Domains: Silence, the seen gesture, the sight-bond.
Era of ascension: Great Expansion. Cohort: current. Vaeloten consolidated as the Rakiten completed their abandonment of spoken language and the gestural register that replaced it acquired ritual weight, then religious weight, then a witness.
Worshipped by: The Rakiten, in sight-bond communities where shared sightline is the precondition of worship. The pan-Rakiten Kro Shiik Convocation makes its annual deliberation a collective rite of this kind, conducting all business in open sign so that every tribe with a sightline is a witness. Any sign-language tradition descended from Rakiten contact (there are a handful, mostly trade-pidgins in coastal cities) preserves a residual reverence even when the practitioners no longer know what they are honoring. (The worships edge is authored downstream on the worshipper, not here.)
The spoken form Vaeloten is not the patron's name. It is the Rakiten-second-language transliteration of a sign: a precise hand-shape held in a precise position relative to the signer's chest, with a specific eye-line. The sign is the name. The sound is what outsiders write down because the alphabet they brought does not record gestures. Rakiten priests do not correct outsider pronunciations because the pronunciations are not wrong. They are not even of the same kind as the name. They are the noise the name makes when an outsider asks for one.

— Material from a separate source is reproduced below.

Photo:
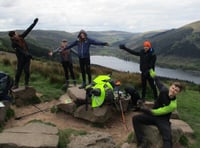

He is the patron of the sight-bond. A Rakiten community is bound by shared sightline; speech is abolished as unnecessary rather than forbidden, and prayer is the same. Worship is conducted as a continuous low-frequency gestural register among those present, witnessed by everyone with a sightline and unwitnessed by everyone without one. A Rakiten priest is one who can hold the sign-form of the patron's name steady for the duration of a rite without breaking eye contact with the congregation. This is more difficult than it sounds. Apprentices spend years failing.
He is not a communication daemon in the general sense. The cultural inflection is silence specifically: the presence of an alternative the speech was suppressing, not the absence of speech. Outsiders sometimes confuse the patron with deafness, which he is not. The Rakiten can hear. They have decided that hearing matters less than seeing, and Vaeloten is the one who agreed. A trade-pidgin descendant in a Drachman dockyard preserves the patron's residue as a habit of looking the other signer in the eye before the gesture begins. The dockworkers do not know why. The patron does not require that they know.